I had conflicting information- the info from the so-called experts versus what my senses and experience clearly discerned. This set up a tension inside me. Who is right? My gut...or the experts who study this day in and day out?

I should have trusted my gut.

It started raining within five minutes of me pedaling merrily along. It was warm out, and I had no place I had to be so I decided to keep riding. It never rained hard, but it sprinkled the entire bike ride. Oh well. That's what I get for trusting in weather forecasts.

That morning before my bike ride, I had listened to a broadcast by Albert Mohler. If you have never listened to him, I highly recommend you do. He interprets current events from a Christian world view.  Yesterday, he did a segment on cognitive dissonance. It was a piece about a woman with Cerebral Palsy who became a mother against the advice of all the experts. She was aghast by stories of other moms who had aborted children not only with a disability like her own, but for babies with an extra finger, or other minor issues. She clearly believed this was wrong. However, at the end of an article she wrote, she described herself as pro-choice. She said this created a tension for her because someone like she herself would have likely been aborted in the current climate of  "choice" for so many reasons, including gender of the baby.

Mohler made a statement that I said simultaneously with him out loud, having both of us arrived at the same conclusion. We Christians are not to just live with the tension of cognitive dissonance. We are to use scriptural guidance to RESOLVE it. This is what the woman with Cerebral Palsy did not do. She recognized the tension, but did not come to a conclusion of moral, or better, spiritual guidance consistent with what she knew in her soul to be true.

In other words, the woman with Cerebral Palsy who celebrates life and is very glad her mother did not abort her needed to examine her beliefs and then not be afraid to state that taking the life of a child because she or anyone else deems it unworthy is fundamentally wrong. It is what she believed, but she couldn't bring herself to admit it, or state that truth as a beacon to others.

We are so afraid of being called judgmental that we cower from stating obvious truths that might offend some. Babies in the womb should not be killed. The womb was not designed as a place of death but perfectly engineered as a place of ultimate protection. We ARE to judge -- but to judge righteously and with discernment and wisdom.

John 7:24  "Do not judge according to appearance, but judge with righteous judgment."

Zechariah 8:16 'These are the things which you should do: speak the truth to one another; judge with truth and judgment for peace in your gates.

Luke 12:57 "And why do you not even on your own initiative judge what is right?
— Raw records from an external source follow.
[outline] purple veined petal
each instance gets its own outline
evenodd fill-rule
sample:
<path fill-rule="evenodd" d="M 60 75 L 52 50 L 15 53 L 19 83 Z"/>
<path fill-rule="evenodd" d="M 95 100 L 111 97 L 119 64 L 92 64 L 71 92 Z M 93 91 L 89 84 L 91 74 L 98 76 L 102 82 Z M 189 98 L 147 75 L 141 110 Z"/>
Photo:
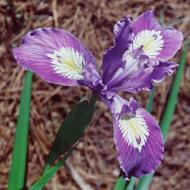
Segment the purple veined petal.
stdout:
<path fill-rule="evenodd" d="M 141 177 L 154 172 L 161 163 L 164 142 L 152 115 L 139 107 L 134 99 L 123 102 L 125 109 L 119 115 L 113 115 L 118 160 L 126 177 Z"/>
<path fill-rule="evenodd" d="M 134 39 L 129 50 L 143 47 L 144 54 L 152 60 L 167 61 L 182 45 L 183 35 L 174 28 L 164 28 L 153 11 L 147 11 L 132 22 Z"/>
<path fill-rule="evenodd" d="M 152 10 L 146 11 L 132 22 L 133 32 L 137 34 L 143 30 L 161 30 L 162 26 L 157 22 Z"/>
<path fill-rule="evenodd" d="M 181 31 L 174 28 L 166 28 L 162 30 L 164 46 L 158 55 L 160 60 L 168 60 L 172 58 L 176 52 L 181 48 L 183 41 L 183 34 Z"/>
<path fill-rule="evenodd" d="M 157 65 L 148 68 L 139 68 L 128 80 L 123 80 L 112 91 L 127 91 L 137 93 L 141 90 L 150 91 L 155 85 L 164 81 L 167 76 L 171 76 L 178 64 L 174 62 L 159 62 Z"/>
<path fill-rule="evenodd" d="M 84 81 L 84 68 L 95 65 L 90 51 L 71 33 L 53 28 L 38 28 L 13 49 L 17 62 L 49 83 L 78 86 Z"/>
<path fill-rule="evenodd" d="M 105 84 L 110 80 L 110 78 L 112 78 L 118 68 L 123 67 L 121 57 L 129 47 L 132 38 L 130 19 L 128 17 L 124 17 L 121 21 L 118 21 L 114 26 L 114 33 L 114 46 L 106 50 L 103 55 L 102 79 Z"/>

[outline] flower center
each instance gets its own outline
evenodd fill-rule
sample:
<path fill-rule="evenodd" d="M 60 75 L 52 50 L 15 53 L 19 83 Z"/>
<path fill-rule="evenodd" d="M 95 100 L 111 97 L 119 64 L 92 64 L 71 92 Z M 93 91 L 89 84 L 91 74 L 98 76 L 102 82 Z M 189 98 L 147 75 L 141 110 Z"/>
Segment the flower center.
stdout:
<path fill-rule="evenodd" d="M 149 58 L 156 58 L 164 46 L 164 40 L 160 31 L 143 30 L 138 32 L 134 37 L 134 41 L 129 47 L 129 50 L 142 47 L 143 52 Z"/>
<path fill-rule="evenodd" d="M 63 47 L 48 53 L 47 56 L 51 58 L 52 67 L 57 74 L 74 80 L 83 79 L 84 58 L 73 48 Z"/>
<path fill-rule="evenodd" d="M 135 117 L 122 117 L 120 119 L 120 130 L 127 143 L 140 152 L 149 136 L 148 126 L 143 117 L 138 113 Z"/>

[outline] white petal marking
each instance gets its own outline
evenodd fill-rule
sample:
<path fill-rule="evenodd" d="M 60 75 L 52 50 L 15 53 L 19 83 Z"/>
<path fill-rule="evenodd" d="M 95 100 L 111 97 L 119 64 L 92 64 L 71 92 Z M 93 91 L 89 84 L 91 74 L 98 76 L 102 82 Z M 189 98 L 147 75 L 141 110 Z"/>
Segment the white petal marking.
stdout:
<path fill-rule="evenodd" d="M 156 58 L 164 46 L 164 40 L 161 31 L 143 30 L 138 32 L 129 47 L 129 51 L 143 47 L 143 52 L 149 58 Z"/>
<path fill-rule="evenodd" d="M 141 152 L 149 136 L 149 129 L 144 118 L 138 113 L 135 117 L 124 116 L 119 121 L 121 133 L 127 143 Z"/>
<path fill-rule="evenodd" d="M 52 67 L 57 74 L 73 80 L 83 79 L 84 58 L 73 48 L 63 47 L 47 56 L 51 58 Z"/>

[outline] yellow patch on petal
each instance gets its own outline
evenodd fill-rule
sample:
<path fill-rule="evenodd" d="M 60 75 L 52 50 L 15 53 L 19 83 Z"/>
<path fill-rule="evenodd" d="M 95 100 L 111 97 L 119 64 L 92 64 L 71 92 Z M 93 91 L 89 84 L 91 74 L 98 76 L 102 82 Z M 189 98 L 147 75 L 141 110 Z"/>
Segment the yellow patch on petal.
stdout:
<path fill-rule="evenodd" d="M 129 47 L 129 50 L 142 47 L 145 55 L 149 58 L 156 58 L 164 46 L 164 40 L 160 31 L 143 30 L 138 32 Z"/>
<path fill-rule="evenodd" d="M 83 79 L 84 58 L 73 48 L 63 47 L 47 56 L 52 59 L 51 64 L 57 74 L 74 80 Z"/>
<path fill-rule="evenodd" d="M 137 112 L 135 117 L 122 117 L 119 124 L 122 135 L 127 143 L 137 148 L 140 152 L 149 136 L 148 126 L 144 118 Z"/>

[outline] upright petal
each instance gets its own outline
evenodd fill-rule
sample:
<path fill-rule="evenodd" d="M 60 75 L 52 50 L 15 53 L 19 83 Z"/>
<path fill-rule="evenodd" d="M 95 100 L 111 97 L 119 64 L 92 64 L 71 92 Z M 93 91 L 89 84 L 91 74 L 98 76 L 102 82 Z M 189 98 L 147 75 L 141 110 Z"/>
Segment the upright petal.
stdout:
<path fill-rule="evenodd" d="M 162 27 L 153 11 L 147 11 L 132 22 L 134 40 L 129 49 L 143 47 L 144 54 L 158 61 L 167 61 L 180 49 L 183 35 L 174 28 Z"/>
<path fill-rule="evenodd" d="M 26 34 L 13 49 L 17 62 L 50 83 L 77 86 L 84 81 L 84 68 L 95 64 L 91 52 L 71 33 L 38 28 Z"/>
<path fill-rule="evenodd" d="M 149 91 L 175 71 L 177 64 L 167 60 L 181 47 L 182 34 L 163 28 L 152 11 L 133 22 L 127 17 L 118 21 L 114 33 L 115 45 L 103 56 L 102 80 L 107 91 Z"/>
<path fill-rule="evenodd" d="M 143 30 L 160 30 L 162 27 L 157 22 L 152 10 L 146 11 L 137 17 L 132 23 L 133 32 L 137 34 Z"/>
<path fill-rule="evenodd" d="M 123 67 L 122 55 L 131 43 L 131 22 L 128 17 L 124 17 L 114 26 L 114 46 L 108 49 L 103 55 L 102 79 L 106 84 L 113 77 L 118 68 Z"/>
<path fill-rule="evenodd" d="M 163 157 L 164 143 L 157 121 L 134 99 L 129 102 L 115 96 L 112 104 L 120 104 L 120 112 L 112 110 L 114 140 L 118 160 L 126 177 L 152 173 Z"/>

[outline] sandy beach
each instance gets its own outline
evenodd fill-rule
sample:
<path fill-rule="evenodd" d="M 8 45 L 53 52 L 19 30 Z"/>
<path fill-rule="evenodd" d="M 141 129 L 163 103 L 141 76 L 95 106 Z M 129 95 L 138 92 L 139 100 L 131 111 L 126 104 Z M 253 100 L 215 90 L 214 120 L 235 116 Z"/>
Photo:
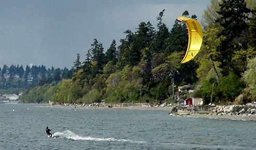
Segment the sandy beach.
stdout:
<path fill-rule="evenodd" d="M 91 109 L 131 109 L 131 110 L 164 110 L 167 111 L 167 115 L 171 111 L 172 109 L 171 107 L 145 107 L 145 106 L 136 106 L 136 107 L 113 107 L 112 108 L 109 108 L 107 107 L 91 107 L 88 106 L 63 106 L 60 104 L 56 104 L 53 106 L 49 106 L 50 107 L 63 107 L 63 108 L 73 108 L 74 109 L 78 108 L 87 108 Z M 178 113 L 177 115 L 182 116 L 184 117 L 201 117 L 206 118 L 209 119 L 227 119 L 232 120 L 238 120 L 238 121 L 253 121 L 256 122 L 256 115 L 253 115 L 251 116 L 242 116 L 242 115 L 210 115 L 208 114 L 198 114 L 198 113 Z"/>

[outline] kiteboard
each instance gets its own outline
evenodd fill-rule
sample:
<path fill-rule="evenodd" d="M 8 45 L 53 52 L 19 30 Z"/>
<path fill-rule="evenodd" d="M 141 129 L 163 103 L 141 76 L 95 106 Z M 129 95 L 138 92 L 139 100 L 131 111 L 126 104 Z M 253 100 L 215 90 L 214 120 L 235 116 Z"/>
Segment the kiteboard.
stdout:
<path fill-rule="evenodd" d="M 51 137 L 51 136 L 49 136 L 49 135 L 47 135 L 47 136 L 48 136 L 48 138 L 53 138 L 53 139 L 55 139 L 55 138 L 56 138 L 57 137 L 57 136 L 52 136 Z"/>

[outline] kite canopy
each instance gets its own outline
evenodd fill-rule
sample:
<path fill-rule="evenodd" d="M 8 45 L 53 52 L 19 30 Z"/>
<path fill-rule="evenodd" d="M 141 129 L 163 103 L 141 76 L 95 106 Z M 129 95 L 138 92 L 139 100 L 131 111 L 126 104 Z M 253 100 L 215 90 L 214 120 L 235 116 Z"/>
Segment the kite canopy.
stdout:
<path fill-rule="evenodd" d="M 179 17 L 177 18 L 177 20 L 185 21 L 188 31 L 187 49 L 181 62 L 181 63 L 185 63 L 192 59 L 200 50 L 203 41 L 202 28 L 197 20 L 185 17 Z"/>

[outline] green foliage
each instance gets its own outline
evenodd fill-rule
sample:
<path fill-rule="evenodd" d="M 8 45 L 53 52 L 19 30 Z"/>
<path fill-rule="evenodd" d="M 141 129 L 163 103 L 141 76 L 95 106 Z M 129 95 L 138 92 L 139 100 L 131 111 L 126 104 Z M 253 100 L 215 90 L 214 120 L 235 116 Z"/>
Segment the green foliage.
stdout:
<path fill-rule="evenodd" d="M 201 50 L 189 62 L 180 63 L 188 42 L 186 24 L 175 22 L 169 31 L 163 21 L 163 10 L 157 17 L 156 29 L 150 22 L 142 22 L 134 32 L 130 29 L 124 32 L 126 37 L 120 39 L 119 46 L 113 40 L 105 53 L 102 44 L 94 39 L 83 63 L 77 54 L 72 80 L 63 80 L 61 70 L 55 69 L 50 79 L 60 82 L 48 87 L 50 92 L 40 88 L 31 89 L 24 97 L 32 95 L 29 94 L 32 92 L 34 97 L 38 98 L 33 101 L 30 96 L 28 101 L 53 99 L 59 102 L 90 103 L 105 99 L 109 103 L 168 103 L 176 101 L 169 96 L 172 92 L 168 93 L 173 79 L 177 86 L 198 84 L 193 95 L 204 98 L 206 104 L 211 102 L 211 98 L 215 103 L 235 99 L 237 103 L 249 101 L 256 98 L 253 76 L 256 62 L 250 61 L 246 67 L 248 60 L 256 55 L 255 17 L 254 11 L 250 22 L 250 11 L 246 4 L 244 0 L 211 1 L 203 17 L 205 31 Z M 189 17 L 187 11 L 182 16 L 197 18 L 196 15 Z M 240 77 L 246 69 L 243 76 L 248 87 L 242 90 L 245 85 Z M 3 67 L 2 76 L 7 70 L 8 67 Z M 26 67 L 23 72 L 29 76 L 36 74 L 38 70 Z M 46 77 L 39 82 L 42 87 L 46 86 Z M 41 95 L 36 91 L 49 94 Z M 190 96 L 186 94 L 180 98 Z"/>
<path fill-rule="evenodd" d="M 22 102 L 45 103 L 52 100 L 52 97 L 59 84 L 46 84 L 30 89 L 28 93 L 20 97 Z"/>
<path fill-rule="evenodd" d="M 256 99 L 256 57 L 249 61 L 248 70 L 243 74 L 243 79 L 248 87 L 249 93 L 253 101 Z"/>
<path fill-rule="evenodd" d="M 92 89 L 83 98 L 79 99 L 79 101 L 84 103 L 89 104 L 93 102 L 101 102 L 102 98 L 102 95 L 96 89 Z"/>
<path fill-rule="evenodd" d="M 84 92 L 81 85 L 71 80 L 63 80 L 52 96 L 54 101 L 73 103 L 82 97 Z"/>
<path fill-rule="evenodd" d="M 164 100 L 168 98 L 166 88 L 163 86 L 159 84 L 157 85 L 156 95 L 156 99 L 159 103 L 163 103 Z"/>
<path fill-rule="evenodd" d="M 217 87 L 217 96 L 221 101 L 233 101 L 244 87 L 242 80 L 231 73 L 223 77 Z"/>

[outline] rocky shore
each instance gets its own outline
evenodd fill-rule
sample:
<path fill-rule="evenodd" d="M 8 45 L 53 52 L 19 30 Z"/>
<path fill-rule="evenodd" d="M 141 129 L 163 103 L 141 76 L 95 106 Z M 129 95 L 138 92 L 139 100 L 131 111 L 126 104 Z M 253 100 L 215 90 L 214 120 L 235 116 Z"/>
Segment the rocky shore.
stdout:
<path fill-rule="evenodd" d="M 256 104 L 174 107 L 169 114 L 197 117 L 256 121 Z"/>
<path fill-rule="evenodd" d="M 168 111 L 168 114 L 186 117 L 216 119 L 229 119 L 256 122 L 256 103 L 246 105 L 217 106 L 174 106 L 171 104 L 150 104 L 148 103 L 116 103 L 104 102 L 89 104 L 77 103 L 55 103 L 49 101 L 50 107 L 86 108 L 88 109 L 153 109 Z"/>

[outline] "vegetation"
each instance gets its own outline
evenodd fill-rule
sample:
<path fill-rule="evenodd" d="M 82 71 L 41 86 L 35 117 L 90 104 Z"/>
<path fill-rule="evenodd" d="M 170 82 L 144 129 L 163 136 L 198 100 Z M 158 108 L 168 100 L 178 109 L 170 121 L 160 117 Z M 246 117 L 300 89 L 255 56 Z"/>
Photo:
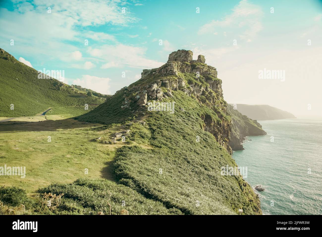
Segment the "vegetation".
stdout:
<path fill-rule="evenodd" d="M 1 116 L 32 116 L 51 108 L 51 114 L 73 117 L 88 112 L 105 100 L 88 97 L 86 92 L 53 78 L 38 79 L 37 71 L 0 50 Z M 85 104 L 88 110 L 84 109 Z"/>
<path fill-rule="evenodd" d="M 73 86 L 76 88 L 77 88 L 80 90 L 81 90 L 83 91 L 84 91 L 85 92 L 91 92 L 92 94 L 94 95 L 95 96 L 97 96 L 98 97 L 100 97 L 101 98 L 108 98 L 109 97 L 111 96 L 110 95 L 103 95 L 101 93 L 99 93 L 98 92 L 96 92 L 96 91 L 94 91 L 92 90 L 91 90 L 90 89 L 88 89 L 86 88 L 83 88 L 82 87 L 80 86 L 78 86 L 77 85 L 72 85 L 72 86 Z"/>
<path fill-rule="evenodd" d="M 179 75 L 200 87 L 206 85 L 206 80 L 219 80 Z M 129 88 L 145 87 L 156 77 L 165 78 L 148 75 Z M 34 93 L 51 90 L 62 98 L 62 93 L 70 89 L 59 87 L 39 87 Z M 88 98 L 83 90 L 77 93 L 82 93 L 82 100 L 97 99 Z M 216 95 L 211 103 L 210 94 L 205 92 L 201 103 L 181 90 L 172 93 L 173 98 L 163 101 L 175 102 L 173 114 L 140 109 L 136 90 L 125 87 L 76 119 L 0 123 L 1 163 L 26 167 L 24 178 L 0 180 L 0 187 L 6 185 L 0 190 L 0 213 L 261 214 L 258 197 L 242 177 L 221 174 L 223 166 L 237 166 L 213 135 L 223 127 L 228 131 L 234 116 L 223 112 L 223 99 Z M 73 114 L 64 110 L 65 102 L 58 101 L 50 110 L 53 114 Z M 229 133 L 225 134 L 222 145 L 228 141 Z"/>

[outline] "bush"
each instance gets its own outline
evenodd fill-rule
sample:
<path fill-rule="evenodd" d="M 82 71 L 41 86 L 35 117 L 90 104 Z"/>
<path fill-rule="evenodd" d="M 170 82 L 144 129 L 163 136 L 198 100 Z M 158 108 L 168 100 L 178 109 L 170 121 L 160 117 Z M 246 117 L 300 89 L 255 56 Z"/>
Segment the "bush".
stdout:
<path fill-rule="evenodd" d="M 20 204 L 28 205 L 30 200 L 24 189 L 15 187 L 4 188 L 0 190 L 0 201 L 5 205 L 17 206 Z"/>

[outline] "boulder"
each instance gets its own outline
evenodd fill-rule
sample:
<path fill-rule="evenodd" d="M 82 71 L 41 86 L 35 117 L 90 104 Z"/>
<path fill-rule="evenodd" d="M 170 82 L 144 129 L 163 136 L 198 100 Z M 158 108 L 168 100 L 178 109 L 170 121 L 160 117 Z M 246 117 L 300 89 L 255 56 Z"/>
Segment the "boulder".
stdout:
<path fill-rule="evenodd" d="M 155 84 L 156 85 L 156 84 Z M 143 106 L 147 104 L 147 94 L 146 93 L 141 95 L 140 96 L 140 99 L 137 101 L 137 104 L 140 106 Z"/>
<path fill-rule="evenodd" d="M 172 52 L 170 54 L 167 62 L 172 62 L 173 61 L 190 62 L 192 61 L 193 54 L 193 53 L 190 50 L 179 50 L 177 51 Z"/>
<path fill-rule="evenodd" d="M 203 55 L 198 55 L 198 59 L 197 60 L 197 61 L 202 63 L 204 63 L 206 62 L 204 56 Z"/>
<path fill-rule="evenodd" d="M 256 185 L 255 189 L 258 191 L 264 191 L 265 189 L 262 187 L 261 185 Z"/>

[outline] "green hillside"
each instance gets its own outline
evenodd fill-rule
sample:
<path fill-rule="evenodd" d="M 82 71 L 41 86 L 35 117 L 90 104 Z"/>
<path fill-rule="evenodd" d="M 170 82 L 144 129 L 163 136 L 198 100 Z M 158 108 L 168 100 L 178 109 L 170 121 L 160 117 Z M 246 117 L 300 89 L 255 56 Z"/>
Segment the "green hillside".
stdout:
<path fill-rule="evenodd" d="M 237 104 L 237 109 L 243 114 L 256 120 L 296 118 L 290 113 L 267 105 Z"/>
<path fill-rule="evenodd" d="M 19 157 L 30 171 L 22 181 L 0 182 L 8 187 L 0 192 L 5 209 L 106 214 L 109 203 L 112 214 L 261 214 L 259 197 L 237 169 L 230 145 L 239 129 L 233 120 L 242 119 L 250 129 L 257 125 L 230 113 L 216 69 L 202 60 L 186 61 L 192 53 L 174 52 L 167 63 L 144 70 L 141 79 L 77 120 L 0 124 L 3 160 L 13 166 Z M 162 109 L 156 104 L 161 102 Z M 150 109 L 149 102 L 156 107 Z M 44 152 L 51 154 L 45 160 Z M 223 173 L 227 167 L 235 172 Z M 12 186 L 36 193 L 24 197 Z M 54 209 L 39 203 L 49 193 L 53 202 L 64 194 Z M 32 203 L 25 211 L 14 202 L 20 193 L 26 205 Z"/>
<path fill-rule="evenodd" d="M 237 166 L 228 144 L 230 131 L 238 127 L 232 128 L 216 71 L 196 78 L 194 71 L 215 69 L 195 61 L 170 63 L 180 71 L 175 75 L 172 71 L 165 72 L 164 69 L 173 68 L 168 63 L 147 75 L 143 73 L 141 79 L 77 118 L 105 124 L 134 122 L 129 128 L 130 141 L 152 148 L 133 146 L 119 149 L 116 173 L 120 183 L 145 196 L 186 214 L 237 214 L 239 209 L 244 214 L 261 213 L 258 197 L 241 176 L 221 175 L 221 167 Z M 149 98 L 149 91 L 152 91 L 151 99 L 174 102 L 175 112 L 148 111 L 147 105 L 140 107 L 140 100 L 145 93 Z M 140 121 L 143 119 L 144 126 Z M 248 118 L 241 119 L 246 126 L 257 127 Z M 258 128 L 261 135 L 265 133 Z M 197 201 L 202 204 L 196 207 Z"/>
<path fill-rule="evenodd" d="M 88 112 L 85 104 L 90 110 L 105 100 L 53 78 L 39 79 L 38 74 L 0 49 L 0 117 L 35 115 L 49 108 L 50 114 L 72 117 Z"/>
<path fill-rule="evenodd" d="M 232 117 L 231 140 L 229 144 L 234 150 L 244 149 L 242 143 L 248 136 L 266 135 L 259 123 L 244 115 L 230 105 L 227 105 L 227 111 Z"/>

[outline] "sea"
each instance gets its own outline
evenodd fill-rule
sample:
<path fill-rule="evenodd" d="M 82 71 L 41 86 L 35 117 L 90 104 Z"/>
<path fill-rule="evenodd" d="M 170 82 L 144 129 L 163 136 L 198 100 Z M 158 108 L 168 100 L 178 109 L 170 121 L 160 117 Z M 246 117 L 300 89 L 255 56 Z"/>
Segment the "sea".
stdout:
<path fill-rule="evenodd" d="M 234 152 L 244 179 L 255 191 L 263 214 L 322 214 L 322 120 L 258 121 L 267 133 L 247 137 Z"/>

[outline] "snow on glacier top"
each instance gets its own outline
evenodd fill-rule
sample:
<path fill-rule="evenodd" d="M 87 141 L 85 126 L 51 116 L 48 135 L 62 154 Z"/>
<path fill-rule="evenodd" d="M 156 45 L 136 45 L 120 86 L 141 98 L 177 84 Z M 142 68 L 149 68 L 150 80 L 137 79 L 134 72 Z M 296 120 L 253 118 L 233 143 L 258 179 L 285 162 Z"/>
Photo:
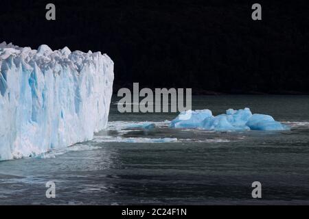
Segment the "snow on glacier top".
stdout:
<path fill-rule="evenodd" d="M 71 52 L 67 47 L 53 51 L 47 45 L 42 44 L 36 50 L 30 47 L 15 46 L 12 42 L 0 43 L 0 66 L 2 66 L 3 60 L 12 55 L 16 66 L 22 62 L 27 68 L 33 68 L 31 67 L 33 65 L 30 64 L 35 62 L 41 69 L 53 68 L 56 64 L 58 64 L 62 66 L 69 66 L 71 69 L 80 72 L 83 66 L 93 64 L 93 61 L 102 55 L 100 51 L 92 53 L 91 51 L 89 51 L 86 53 L 77 50 Z M 109 58 L 106 53 L 102 55 Z"/>

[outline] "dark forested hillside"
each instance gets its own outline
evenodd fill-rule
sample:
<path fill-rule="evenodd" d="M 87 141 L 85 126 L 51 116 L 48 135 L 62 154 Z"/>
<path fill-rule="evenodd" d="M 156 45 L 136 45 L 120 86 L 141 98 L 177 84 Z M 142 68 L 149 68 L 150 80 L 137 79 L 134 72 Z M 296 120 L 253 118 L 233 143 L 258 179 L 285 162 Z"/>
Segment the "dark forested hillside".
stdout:
<path fill-rule="evenodd" d="M 262 21 L 253 1 L 1 0 L 0 41 L 106 53 L 115 88 L 309 92 L 309 7 L 257 2 Z M 56 21 L 45 19 L 48 3 Z"/>

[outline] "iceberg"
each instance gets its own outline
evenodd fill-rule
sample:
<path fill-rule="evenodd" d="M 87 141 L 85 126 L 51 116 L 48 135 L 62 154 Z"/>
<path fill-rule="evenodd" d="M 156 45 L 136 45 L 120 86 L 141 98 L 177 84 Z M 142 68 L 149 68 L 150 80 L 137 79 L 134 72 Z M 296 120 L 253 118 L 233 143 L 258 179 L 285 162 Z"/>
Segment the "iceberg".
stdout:
<path fill-rule="evenodd" d="M 203 121 L 212 116 L 209 110 L 188 110 L 180 114 L 170 123 L 170 128 L 198 128 L 202 127 Z"/>
<path fill-rule="evenodd" d="M 153 123 L 132 123 L 126 127 L 126 129 L 153 129 L 156 127 L 156 125 Z"/>
<path fill-rule="evenodd" d="M 284 131 L 290 127 L 283 125 L 269 116 L 252 114 L 249 108 L 234 110 L 229 109 L 226 114 L 213 116 L 209 110 L 190 111 L 191 117 L 181 119 L 181 116 L 187 114 L 181 112 L 170 123 L 172 128 L 201 129 L 205 130 L 226 131 Z"/>
<path fill-rule="evenodd" d="M 100 52 L 0 44 L 0 160 L 93 139 L 106 127 L 113 62 Z"/>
Back to my bikeride. I was right in my immediate judgment about the sky looking like rain was imminent. I trusted the so-called experts and got wet. That's ok. The rain on the hot day felt good. But other examples of cognitive dissonance, like whether a child in the womb should be killed because of an extra finger, or being the wrong sex, or having a physical issue is a much more serious matter to resolve.

If you need some help, here is what God says:

Psalm 127:3-5 

Behold, children are a heritage from the Lord, the fruit of the womb a reward. Like arrows in the hand of a warrior are the children of one's youth. Blessed is the man who fills his quiver with them! He shall not be put to shame when he speaks with his enemies in the gate.

Psalm 139:13-16

For you formed my inward parts; you knitted me together in my mother's womb. I praise you, for I am fearfully and wonderfully made. Wonderful are your works; my soul knows it very well. My frame was not hidden from you, when I was being made in secret, intricately woven in the depths of the earth. Your eyes saw my unformed substance; in your book were written, every one of them, the days that were formed for me, when as yet there was none of them.

When a woman is giving birth, she has sorrow because her hour has come, but when she has delivered the baby, she no longer remembers the anguish, for joy that a human being has been born into the world.

All your children shall be taught by the Lord, and great shall be the peace of your children.

Matthew 18:1-3 

At that time the disciples came to Jesus, saying, “Who is the greatest in the kingdom of heaven?” And calling to him a child, he put him in the midst of them and said, “Truly, I say to you, unless you turn and become like children, you will never enter the kingdom of heaven.

Grandchildren are the crown of the aged, and the glory of children is their fathers.